As a whole, the three examples above show that statistics are not only facts and figures; they are something more than that-they are numbers measured for some purpose. In the broadest sense, “statistics” refers to a range of techniques and procedures for analyzing, interpreting, displaying, and making decisions based on data.

Statistics is the language of science and data. The ability to understand and communicate using statistics enables researchers from different labs, different languages, and different fields to articulate to one another exactly what they have found in their work. It is an objective, precise, and powerful tool in science and in everyday life.

What statistics are not.

Many psychology, social science, and nursing students dread the idea of taking a statistics course, and more than a few have changed majors upon learning that it is a requirement. That is because many students view statistics as a math class, which is actually not true. While many of you will not believe this or agree with it, statistics isn’t math. Although math is a central component of it, statistics is a broader way of organizing, interpreting, and communicating information in an objective manner.
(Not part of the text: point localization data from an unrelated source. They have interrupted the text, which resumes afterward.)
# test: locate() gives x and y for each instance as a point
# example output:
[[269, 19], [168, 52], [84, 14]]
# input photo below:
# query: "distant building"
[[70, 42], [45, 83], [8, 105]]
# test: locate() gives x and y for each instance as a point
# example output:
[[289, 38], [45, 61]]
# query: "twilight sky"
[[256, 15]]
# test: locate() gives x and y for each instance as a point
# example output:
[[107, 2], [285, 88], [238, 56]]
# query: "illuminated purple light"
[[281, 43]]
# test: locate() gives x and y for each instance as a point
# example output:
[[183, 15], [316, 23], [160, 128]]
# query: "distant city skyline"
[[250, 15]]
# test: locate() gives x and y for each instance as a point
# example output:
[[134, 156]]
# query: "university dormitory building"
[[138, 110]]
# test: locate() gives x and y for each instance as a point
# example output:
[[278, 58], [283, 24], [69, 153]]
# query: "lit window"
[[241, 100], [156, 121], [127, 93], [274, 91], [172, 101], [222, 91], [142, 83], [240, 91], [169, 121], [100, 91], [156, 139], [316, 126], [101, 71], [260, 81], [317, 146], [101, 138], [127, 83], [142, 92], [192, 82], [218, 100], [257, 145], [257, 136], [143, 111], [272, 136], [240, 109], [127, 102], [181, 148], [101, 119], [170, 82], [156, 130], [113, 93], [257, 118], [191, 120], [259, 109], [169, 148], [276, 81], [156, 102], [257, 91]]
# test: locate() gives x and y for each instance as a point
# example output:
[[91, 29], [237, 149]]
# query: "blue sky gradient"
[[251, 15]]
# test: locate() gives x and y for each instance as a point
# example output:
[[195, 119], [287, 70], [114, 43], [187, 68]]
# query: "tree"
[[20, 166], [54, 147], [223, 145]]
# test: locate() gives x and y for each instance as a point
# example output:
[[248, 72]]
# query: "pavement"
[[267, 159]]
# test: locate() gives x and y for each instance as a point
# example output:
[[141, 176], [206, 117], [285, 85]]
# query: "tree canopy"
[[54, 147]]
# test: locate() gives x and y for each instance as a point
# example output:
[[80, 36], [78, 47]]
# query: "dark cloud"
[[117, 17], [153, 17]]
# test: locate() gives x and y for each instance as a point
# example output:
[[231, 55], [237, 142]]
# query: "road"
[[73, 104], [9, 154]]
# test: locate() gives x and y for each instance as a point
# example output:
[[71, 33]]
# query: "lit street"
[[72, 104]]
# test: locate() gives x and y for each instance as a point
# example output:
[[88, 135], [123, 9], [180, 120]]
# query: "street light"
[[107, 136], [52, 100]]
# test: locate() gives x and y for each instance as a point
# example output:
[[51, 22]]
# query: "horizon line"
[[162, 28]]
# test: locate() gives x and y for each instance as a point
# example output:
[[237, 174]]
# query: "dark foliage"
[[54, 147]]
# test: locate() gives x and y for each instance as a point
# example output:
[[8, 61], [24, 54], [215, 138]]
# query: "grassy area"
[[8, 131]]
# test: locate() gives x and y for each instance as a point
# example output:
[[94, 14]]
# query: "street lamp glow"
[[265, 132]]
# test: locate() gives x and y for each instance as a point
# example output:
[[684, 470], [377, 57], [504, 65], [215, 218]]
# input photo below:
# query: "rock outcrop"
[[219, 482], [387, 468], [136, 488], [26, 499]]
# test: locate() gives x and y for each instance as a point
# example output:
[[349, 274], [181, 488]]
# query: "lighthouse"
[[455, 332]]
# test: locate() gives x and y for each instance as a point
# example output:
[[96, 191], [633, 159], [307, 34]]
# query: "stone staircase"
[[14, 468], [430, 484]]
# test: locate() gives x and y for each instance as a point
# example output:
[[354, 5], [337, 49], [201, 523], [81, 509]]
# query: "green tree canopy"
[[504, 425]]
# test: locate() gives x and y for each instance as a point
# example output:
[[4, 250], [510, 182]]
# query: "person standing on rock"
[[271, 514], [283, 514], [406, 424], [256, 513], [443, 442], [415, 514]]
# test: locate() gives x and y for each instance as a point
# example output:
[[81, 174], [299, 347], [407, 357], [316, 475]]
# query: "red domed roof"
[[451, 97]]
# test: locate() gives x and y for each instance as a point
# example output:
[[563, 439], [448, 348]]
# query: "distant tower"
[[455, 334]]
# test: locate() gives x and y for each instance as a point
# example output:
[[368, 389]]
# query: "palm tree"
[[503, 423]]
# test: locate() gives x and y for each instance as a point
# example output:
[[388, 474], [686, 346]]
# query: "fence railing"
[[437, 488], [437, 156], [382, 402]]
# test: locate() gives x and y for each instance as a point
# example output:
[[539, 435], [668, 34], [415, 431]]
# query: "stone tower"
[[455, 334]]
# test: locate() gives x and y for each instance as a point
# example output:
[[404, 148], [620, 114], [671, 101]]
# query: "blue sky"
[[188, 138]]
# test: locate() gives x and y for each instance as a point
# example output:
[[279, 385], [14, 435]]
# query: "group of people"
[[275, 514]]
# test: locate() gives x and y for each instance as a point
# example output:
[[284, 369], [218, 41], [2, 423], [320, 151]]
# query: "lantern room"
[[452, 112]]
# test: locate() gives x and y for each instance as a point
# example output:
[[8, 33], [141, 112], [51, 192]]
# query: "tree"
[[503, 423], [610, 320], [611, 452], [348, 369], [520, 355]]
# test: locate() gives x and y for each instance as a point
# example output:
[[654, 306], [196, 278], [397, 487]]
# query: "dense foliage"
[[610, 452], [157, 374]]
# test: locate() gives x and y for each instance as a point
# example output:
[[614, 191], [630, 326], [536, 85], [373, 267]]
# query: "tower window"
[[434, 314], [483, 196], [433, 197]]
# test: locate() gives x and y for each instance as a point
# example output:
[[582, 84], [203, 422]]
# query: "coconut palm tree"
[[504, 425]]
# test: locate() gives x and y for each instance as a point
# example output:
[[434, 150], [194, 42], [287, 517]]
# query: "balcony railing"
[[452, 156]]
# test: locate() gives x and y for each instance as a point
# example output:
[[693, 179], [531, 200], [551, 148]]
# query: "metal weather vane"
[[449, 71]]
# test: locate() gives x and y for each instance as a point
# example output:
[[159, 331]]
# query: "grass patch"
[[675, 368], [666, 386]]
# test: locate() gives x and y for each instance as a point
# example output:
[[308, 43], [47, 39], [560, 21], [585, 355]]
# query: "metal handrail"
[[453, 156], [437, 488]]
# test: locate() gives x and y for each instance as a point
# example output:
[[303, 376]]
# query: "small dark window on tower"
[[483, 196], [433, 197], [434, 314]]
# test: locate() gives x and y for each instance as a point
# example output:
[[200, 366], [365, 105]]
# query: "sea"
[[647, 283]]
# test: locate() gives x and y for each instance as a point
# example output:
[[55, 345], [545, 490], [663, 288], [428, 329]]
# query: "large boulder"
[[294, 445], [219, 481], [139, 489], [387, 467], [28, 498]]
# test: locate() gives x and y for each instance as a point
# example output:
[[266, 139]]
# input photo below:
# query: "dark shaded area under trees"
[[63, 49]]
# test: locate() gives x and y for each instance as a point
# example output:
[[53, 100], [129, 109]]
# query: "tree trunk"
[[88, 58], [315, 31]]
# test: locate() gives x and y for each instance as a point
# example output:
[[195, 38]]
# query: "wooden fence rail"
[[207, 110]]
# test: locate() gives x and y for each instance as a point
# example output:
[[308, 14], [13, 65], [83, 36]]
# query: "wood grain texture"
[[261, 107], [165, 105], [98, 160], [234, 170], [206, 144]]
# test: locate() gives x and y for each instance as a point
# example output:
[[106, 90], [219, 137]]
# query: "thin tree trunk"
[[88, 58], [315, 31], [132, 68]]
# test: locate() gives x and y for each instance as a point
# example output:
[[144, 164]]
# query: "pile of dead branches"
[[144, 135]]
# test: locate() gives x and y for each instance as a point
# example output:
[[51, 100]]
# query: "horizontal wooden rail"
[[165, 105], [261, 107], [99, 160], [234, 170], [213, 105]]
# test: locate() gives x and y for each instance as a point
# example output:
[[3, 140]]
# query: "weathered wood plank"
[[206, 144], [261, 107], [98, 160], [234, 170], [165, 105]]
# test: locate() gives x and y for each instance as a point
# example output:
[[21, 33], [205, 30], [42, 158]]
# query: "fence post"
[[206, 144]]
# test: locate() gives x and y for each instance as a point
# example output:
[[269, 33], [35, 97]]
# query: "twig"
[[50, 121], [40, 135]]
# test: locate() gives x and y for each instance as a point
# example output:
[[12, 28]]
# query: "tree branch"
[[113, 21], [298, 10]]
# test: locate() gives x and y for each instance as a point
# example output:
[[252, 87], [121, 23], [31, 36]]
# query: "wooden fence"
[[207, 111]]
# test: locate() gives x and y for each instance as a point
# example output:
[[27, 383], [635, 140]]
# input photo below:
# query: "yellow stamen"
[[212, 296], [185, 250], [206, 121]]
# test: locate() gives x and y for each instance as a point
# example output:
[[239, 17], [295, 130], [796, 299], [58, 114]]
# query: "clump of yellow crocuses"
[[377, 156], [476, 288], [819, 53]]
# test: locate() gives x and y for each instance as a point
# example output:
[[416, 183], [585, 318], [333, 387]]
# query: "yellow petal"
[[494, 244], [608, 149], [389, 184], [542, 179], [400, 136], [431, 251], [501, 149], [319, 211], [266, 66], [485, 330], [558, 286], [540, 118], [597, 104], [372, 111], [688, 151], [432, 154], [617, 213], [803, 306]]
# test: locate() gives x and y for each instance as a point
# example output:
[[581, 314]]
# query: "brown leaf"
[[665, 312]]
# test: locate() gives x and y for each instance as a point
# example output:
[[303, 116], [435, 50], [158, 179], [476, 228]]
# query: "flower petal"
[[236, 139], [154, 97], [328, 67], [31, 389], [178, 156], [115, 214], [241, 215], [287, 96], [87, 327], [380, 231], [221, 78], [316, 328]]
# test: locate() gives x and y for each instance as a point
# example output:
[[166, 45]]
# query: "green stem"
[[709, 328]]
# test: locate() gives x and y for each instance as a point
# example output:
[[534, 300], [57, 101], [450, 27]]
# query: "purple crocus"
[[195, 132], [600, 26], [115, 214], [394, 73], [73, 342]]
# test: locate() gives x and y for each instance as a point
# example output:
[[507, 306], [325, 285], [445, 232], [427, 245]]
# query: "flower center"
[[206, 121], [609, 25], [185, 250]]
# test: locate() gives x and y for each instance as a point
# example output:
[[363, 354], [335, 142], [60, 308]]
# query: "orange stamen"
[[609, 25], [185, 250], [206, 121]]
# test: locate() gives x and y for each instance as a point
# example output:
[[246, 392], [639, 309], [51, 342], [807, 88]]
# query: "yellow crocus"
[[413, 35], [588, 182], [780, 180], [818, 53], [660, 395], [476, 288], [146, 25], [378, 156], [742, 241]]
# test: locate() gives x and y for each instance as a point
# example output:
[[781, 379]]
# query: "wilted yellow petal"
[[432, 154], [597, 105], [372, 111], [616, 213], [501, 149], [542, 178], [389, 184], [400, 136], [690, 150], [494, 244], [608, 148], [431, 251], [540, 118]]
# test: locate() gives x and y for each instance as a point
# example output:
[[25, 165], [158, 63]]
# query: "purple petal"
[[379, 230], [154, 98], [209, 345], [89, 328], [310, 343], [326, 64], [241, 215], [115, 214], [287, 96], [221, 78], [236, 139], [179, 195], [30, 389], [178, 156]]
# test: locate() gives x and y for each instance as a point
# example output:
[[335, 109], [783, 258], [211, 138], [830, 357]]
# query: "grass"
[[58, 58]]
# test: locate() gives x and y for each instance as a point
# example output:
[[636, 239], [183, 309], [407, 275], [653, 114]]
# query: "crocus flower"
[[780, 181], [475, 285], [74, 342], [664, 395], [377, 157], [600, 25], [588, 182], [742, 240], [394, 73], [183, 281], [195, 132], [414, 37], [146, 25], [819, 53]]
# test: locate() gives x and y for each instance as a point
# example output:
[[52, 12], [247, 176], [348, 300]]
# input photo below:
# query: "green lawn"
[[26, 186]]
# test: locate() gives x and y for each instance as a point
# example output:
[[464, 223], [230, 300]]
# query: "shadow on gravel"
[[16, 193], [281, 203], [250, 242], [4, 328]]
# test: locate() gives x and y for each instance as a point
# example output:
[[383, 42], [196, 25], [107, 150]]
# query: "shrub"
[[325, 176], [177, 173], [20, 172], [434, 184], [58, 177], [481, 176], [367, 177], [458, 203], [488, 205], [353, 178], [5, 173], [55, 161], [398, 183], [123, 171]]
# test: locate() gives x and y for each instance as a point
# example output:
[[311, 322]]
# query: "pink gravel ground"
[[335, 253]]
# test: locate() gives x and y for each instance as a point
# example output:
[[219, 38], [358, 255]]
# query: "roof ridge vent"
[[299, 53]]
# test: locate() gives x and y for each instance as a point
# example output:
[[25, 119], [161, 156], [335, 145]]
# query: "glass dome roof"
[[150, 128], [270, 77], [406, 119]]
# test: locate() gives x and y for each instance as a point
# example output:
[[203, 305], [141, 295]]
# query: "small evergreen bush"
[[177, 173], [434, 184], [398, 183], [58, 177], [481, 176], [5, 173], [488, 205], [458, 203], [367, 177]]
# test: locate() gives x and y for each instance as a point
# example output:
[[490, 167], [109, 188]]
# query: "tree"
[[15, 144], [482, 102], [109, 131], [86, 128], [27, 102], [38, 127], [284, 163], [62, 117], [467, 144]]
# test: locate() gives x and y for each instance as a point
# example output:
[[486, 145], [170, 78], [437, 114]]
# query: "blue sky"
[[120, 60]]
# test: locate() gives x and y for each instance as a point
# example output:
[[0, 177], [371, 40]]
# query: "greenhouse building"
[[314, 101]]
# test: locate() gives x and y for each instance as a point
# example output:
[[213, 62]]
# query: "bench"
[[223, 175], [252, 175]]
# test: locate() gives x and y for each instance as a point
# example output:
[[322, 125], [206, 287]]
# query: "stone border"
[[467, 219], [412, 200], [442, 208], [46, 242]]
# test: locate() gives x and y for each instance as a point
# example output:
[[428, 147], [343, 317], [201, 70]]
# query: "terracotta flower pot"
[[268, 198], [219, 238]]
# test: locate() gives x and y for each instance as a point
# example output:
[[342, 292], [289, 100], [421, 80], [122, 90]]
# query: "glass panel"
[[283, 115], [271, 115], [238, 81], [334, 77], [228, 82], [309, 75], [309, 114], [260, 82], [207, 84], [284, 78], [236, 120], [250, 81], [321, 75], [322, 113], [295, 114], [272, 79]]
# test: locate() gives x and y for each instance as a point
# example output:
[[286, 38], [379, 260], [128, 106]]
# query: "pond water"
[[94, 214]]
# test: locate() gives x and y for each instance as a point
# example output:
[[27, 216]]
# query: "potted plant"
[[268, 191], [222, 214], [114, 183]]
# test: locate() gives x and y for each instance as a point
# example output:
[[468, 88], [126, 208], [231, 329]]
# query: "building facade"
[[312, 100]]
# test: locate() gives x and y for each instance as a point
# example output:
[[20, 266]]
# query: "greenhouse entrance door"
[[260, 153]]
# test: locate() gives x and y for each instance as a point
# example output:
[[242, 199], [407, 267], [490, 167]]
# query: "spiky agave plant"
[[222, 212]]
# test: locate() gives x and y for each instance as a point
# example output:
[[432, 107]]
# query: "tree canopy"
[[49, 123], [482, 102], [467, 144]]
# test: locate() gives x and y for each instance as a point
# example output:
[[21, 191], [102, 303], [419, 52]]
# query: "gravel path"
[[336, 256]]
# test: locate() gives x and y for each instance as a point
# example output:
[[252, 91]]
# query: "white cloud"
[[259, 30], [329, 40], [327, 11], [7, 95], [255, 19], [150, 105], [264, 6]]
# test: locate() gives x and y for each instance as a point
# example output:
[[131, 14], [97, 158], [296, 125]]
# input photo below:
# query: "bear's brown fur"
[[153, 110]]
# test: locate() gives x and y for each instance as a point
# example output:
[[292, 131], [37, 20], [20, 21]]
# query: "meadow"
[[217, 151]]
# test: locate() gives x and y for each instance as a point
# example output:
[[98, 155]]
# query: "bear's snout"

Indeed, great care has been taken to eliminate as much math from this course as possible. Statistics is a way of viewing reality as it exists around us in a way that we otherwise could not.

Why do we study statistics?

Virtually every student of the behavioral sciences takes some form of statistics class. This is because statistics is how we communicate in science. It serves as the link between a research idea and usable conclusions. Without statistics, we would be unable to interpret the massive amounts of information contained in data. Even small datasets contain hundreds – if not thousands – of numbers, each representing a specific observation we made. Without a way to organize these numbers into a more interpretable form, we would be lost, having wasted the time and money of our participants, ourselves, and the communities we serve.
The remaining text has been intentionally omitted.